Après la génération Y (1980-90), la génération Z (2000-2014) est plongée dès le plus jeune âge dans le monde des multi-écrans. Avec le numérique se développe à grande échelle une pensée très rapide, fluide et flexible. Plus que leurs parents ou grands-parents, les jeunes de cette génération ont la capacité cognitive du multitâches. À l’image de ce qui se passe dans la société.

-Comment communiquer avec elle ? Uniquement via les nouvelles technologies ?

La technologie a changé le développement des enfants. Des tests scientifiques montrent que l’usage des écrans, notamment les jeux, améliore l’attention visuelle sélective et la prise de décision rapide. C’est précieux à l’école, comme dans la vie ou dans son métier plus tard. Jamais les générations précédentes ne s’étaient trouvées confrontées à une masse pareille de choix et de micro-décisions chaque jour, et si jeune. Des études montrent aussi que les usagers intenses du numérique ont une mémoire plus superficielle. Ils retiennent les liens sur les moteurs de recherche, savent où trouver l’information mais ils ne mémorisent pas la connaissance en profondeur. Faudra-t-il alors exclusivement leur parler ce langage rapide ? La réponse est non : pas seulement.
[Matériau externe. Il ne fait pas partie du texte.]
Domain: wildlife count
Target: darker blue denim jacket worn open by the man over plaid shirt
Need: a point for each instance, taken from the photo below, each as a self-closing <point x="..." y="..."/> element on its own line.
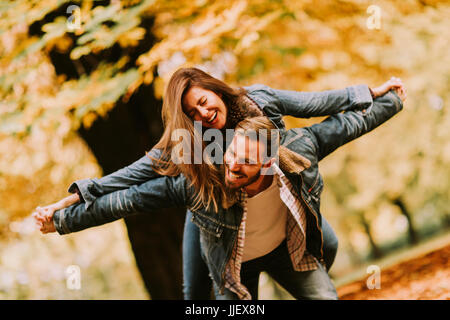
<point x="218" y="230"/>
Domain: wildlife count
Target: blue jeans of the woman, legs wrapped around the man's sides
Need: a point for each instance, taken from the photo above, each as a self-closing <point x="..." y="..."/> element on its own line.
<point x="197" y="284"/>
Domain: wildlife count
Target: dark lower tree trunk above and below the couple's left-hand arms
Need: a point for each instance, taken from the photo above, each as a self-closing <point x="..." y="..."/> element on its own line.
<point x="156" y="238"/>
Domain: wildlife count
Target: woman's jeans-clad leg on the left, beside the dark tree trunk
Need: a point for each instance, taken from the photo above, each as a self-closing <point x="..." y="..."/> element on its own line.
<point x="196" y="280"/>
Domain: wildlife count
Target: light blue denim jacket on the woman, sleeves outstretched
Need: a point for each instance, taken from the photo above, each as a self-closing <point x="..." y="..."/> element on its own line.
<point x="274" y="104"/>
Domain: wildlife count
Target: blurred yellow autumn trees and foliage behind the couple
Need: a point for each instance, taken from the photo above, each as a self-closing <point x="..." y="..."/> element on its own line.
<point x="81" y="84"/>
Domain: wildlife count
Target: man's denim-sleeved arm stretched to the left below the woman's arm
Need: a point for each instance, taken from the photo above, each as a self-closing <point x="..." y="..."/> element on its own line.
<point x="162" y="192"/>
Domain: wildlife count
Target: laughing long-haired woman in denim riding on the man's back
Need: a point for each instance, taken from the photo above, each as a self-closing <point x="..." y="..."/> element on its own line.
<point x="193" y="95"/>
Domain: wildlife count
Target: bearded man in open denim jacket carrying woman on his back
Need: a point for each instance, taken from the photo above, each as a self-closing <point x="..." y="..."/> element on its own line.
<point x="233" y="244"/>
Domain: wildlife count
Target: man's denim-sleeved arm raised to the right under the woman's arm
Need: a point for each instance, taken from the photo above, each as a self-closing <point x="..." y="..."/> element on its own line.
<point x="342" y="128"/>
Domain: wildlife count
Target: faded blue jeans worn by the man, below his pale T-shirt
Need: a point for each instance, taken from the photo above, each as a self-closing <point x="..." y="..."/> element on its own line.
<point x="305" y="285"/>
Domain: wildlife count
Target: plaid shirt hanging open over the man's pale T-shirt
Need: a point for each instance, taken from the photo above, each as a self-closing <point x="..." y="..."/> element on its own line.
<point x="301" y="259"/>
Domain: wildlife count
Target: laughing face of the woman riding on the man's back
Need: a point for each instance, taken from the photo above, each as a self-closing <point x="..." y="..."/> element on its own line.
<point x="205" y="106"/>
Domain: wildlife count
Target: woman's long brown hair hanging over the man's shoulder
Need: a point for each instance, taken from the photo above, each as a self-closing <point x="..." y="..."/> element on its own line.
<point x="206" y="178"/>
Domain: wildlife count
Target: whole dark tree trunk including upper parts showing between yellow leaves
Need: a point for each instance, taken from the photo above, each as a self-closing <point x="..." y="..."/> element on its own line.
<point x="127" y="131"/>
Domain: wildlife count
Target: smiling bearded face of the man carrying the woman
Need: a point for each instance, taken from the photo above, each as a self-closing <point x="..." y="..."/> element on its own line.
<point x="243" y="162"/>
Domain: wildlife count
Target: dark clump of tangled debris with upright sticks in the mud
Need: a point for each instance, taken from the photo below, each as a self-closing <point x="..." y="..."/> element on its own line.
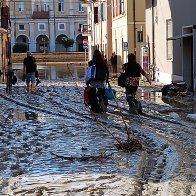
<point x="131" y="145"/>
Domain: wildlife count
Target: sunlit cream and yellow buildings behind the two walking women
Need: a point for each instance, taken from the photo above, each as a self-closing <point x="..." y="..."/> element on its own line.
<point x="114" y="25"/>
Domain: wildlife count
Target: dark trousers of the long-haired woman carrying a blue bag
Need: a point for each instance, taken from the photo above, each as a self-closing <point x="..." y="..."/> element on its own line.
<point x="98" y="100"/>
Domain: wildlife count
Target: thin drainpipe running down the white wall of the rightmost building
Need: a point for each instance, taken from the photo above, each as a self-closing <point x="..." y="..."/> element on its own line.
<point x="153" y="44"/>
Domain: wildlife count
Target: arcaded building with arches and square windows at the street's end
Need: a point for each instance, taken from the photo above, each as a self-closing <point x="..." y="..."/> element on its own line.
<point x="40" y="24"/>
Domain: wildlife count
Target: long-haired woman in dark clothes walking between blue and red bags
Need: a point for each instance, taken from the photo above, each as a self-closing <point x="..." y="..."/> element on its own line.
<point x="97" y="99"/>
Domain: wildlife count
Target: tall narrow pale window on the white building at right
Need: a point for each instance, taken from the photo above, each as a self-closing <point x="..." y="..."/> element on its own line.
<point x="169" y="44"/>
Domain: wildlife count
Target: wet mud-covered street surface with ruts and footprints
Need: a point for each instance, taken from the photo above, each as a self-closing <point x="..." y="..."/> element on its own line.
<point x="45" y="135"/>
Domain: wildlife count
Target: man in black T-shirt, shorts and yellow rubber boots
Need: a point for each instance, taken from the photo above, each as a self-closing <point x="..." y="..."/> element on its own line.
<point x="29" y="70"/>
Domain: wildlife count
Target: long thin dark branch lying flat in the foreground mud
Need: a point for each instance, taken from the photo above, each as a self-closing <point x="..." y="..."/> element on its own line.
<point x="99" y="157"/>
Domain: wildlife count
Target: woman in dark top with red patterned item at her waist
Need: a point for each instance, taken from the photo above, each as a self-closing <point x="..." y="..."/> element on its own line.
<point x="133" y="71"/>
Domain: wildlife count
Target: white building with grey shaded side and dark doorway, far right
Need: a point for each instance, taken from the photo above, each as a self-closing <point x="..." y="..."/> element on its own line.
<point x="170" y="32"/>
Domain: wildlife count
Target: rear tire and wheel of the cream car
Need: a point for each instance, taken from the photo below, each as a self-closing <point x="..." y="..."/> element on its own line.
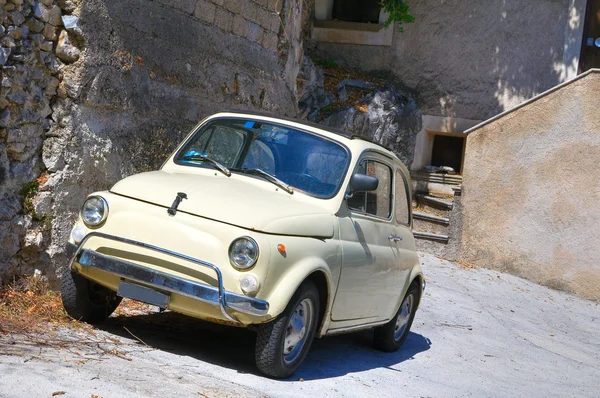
<point x="391" y="336"/>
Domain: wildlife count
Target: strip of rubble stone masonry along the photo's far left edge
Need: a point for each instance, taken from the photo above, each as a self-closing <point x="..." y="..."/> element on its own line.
<point x="30" y="73"/>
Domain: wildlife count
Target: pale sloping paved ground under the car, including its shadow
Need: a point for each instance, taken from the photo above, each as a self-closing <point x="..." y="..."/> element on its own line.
<point x="478" y="333"/>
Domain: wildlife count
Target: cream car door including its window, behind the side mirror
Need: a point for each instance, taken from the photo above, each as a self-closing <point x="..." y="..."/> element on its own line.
<point x="369" y="268"/>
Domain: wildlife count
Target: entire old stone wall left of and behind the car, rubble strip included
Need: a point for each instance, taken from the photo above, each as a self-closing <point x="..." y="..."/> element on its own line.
<point x="135" y="77"/>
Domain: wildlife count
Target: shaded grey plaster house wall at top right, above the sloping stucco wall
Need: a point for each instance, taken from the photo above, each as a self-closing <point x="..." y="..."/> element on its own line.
<point x="472" y="59"/>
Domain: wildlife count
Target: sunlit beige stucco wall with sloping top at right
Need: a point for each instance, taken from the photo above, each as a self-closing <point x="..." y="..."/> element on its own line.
<point x="531" y="191"/>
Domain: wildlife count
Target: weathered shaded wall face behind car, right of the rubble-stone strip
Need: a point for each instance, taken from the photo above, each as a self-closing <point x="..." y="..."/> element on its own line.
<point x="147" y="72"/>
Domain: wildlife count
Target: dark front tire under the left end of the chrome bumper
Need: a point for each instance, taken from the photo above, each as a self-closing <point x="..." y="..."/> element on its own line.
<point x="85" y="300"/>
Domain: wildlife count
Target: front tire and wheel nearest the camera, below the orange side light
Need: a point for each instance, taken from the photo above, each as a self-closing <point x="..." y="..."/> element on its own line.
<point x="282" y="345"/>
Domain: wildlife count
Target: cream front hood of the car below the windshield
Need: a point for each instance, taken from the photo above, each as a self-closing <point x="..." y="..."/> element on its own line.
<point x="236" y="200"/>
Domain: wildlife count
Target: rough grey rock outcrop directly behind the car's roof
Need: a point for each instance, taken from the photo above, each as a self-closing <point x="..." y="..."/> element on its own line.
<point x="391" y="119"/>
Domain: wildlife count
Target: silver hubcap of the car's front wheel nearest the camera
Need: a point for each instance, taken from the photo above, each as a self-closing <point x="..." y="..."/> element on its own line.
<point x="297" y="330"/>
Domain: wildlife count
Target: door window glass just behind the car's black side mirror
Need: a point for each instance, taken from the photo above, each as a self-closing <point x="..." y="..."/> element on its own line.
<point x="378" y="202"/>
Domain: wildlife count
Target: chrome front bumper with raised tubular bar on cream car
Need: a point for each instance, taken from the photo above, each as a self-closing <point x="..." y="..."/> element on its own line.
<point x="166" y="282"/>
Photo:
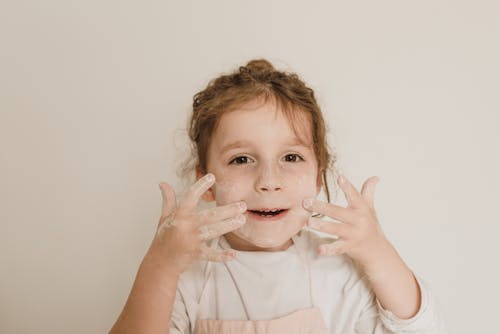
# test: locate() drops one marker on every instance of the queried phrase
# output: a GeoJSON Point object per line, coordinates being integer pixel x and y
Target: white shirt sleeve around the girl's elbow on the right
{"type": "Point", "coordinates": [428, 320]}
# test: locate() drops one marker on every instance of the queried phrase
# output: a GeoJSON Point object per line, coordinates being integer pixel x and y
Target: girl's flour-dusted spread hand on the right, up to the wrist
{"type": "Point", "coordinates": [358, 227]}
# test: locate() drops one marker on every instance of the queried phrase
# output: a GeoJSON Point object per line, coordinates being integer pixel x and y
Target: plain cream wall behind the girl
{"type": "Point", "coordinates": [94, 97]}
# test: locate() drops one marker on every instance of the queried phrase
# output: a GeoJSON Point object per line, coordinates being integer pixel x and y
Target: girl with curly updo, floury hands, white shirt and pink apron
{"type": "Point", "coordinates": [260, 261]}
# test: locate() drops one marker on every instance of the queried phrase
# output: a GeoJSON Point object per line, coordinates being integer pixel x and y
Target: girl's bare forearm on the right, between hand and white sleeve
{"type": "Point", "coordinates": [392, 281]}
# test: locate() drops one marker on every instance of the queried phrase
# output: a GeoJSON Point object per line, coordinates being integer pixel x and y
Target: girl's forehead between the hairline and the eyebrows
{"type": "Point", "coordinates": [259, 122]}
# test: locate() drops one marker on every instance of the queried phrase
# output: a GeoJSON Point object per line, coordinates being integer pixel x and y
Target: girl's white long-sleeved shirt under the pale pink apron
{"type": "Point", "coordinates": [268, 285]}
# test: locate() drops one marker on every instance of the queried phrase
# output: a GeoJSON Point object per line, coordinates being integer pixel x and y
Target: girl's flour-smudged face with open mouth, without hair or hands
{"type": "Point", "coordinates": [257, 158]}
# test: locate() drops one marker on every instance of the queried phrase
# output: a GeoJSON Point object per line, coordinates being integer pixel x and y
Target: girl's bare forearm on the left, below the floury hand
{"type": "Point", "coordinates": [149, 306]}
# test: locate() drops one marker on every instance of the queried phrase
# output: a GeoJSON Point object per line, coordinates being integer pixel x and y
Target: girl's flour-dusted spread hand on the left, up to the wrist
{"type": "Point", "coordinates": [182, 231]}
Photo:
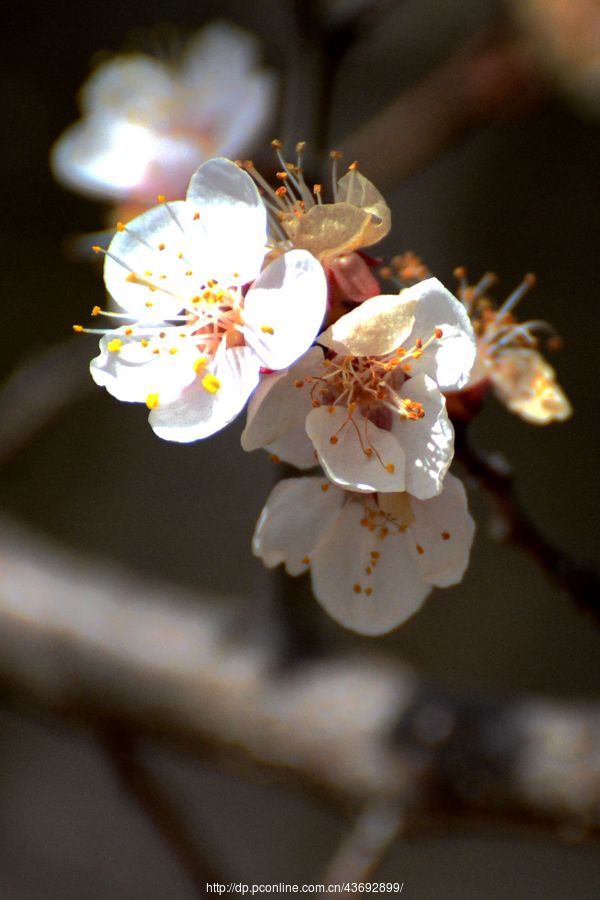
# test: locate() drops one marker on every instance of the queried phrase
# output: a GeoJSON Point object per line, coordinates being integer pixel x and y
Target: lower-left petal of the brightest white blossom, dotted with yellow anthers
{"type": "Point", "coordinates": [133, 372]}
La génération Z cherchera autre chose.

-En quoi les centres d’intérêt de cette jeune génération seront-ils différents de ceux des générations précédentes ?

Pour le comprendre, il faut savoir que leur cerveau, comme celui de leurs ancêtres, fonctionnera toujours avec trois systèmes cognitifs : le système 1 est intuitif et rapide. Le système 2 est logique, plus lent, plus réfléchi et on y fait moins appel de façon spontanée. Le troisième système active le cortex préfrontal, à l’avant de notre cerveau : c’est un système d’arbitrage qui va nous inciter à recourir au système 2. Jusqu’ici le monde des écrans a surtout mobilisé de façon assez automatique le système 1 des enfants et des adolescents. En sens inverse, la tendance pour cette génération Z, devenue adulte, sera de rechercher de plus en plus ce qui lui manque, c’est-à-dire l’exercice des systèmes 2 et 3 : le raisonnement, le contrôle ou la « résistance cognitive » à travers la prise de recul et l’inhibition positive (jusqu’à la déconnexion), l’hyper-connexion maîtrisée, les mesures, la compréhension des rouages des médias et du numérique, etc. C’est leur cortex préfrontal qu’il faudra satisfaire ! Comme toutes les générations précédentes depuis la nuit des temps, la génération Z, confrontée aux multi-écrans, voudra mieux comprendre et maîtriser « son monde ».

* Olivier Houdé publie en cette rentrée : Apprendre à résister, Éditions Le Pommier (29 août 2014). Il a aussi publié en 2014 Le raisonnement, Que sais-je ? Éditions PUF.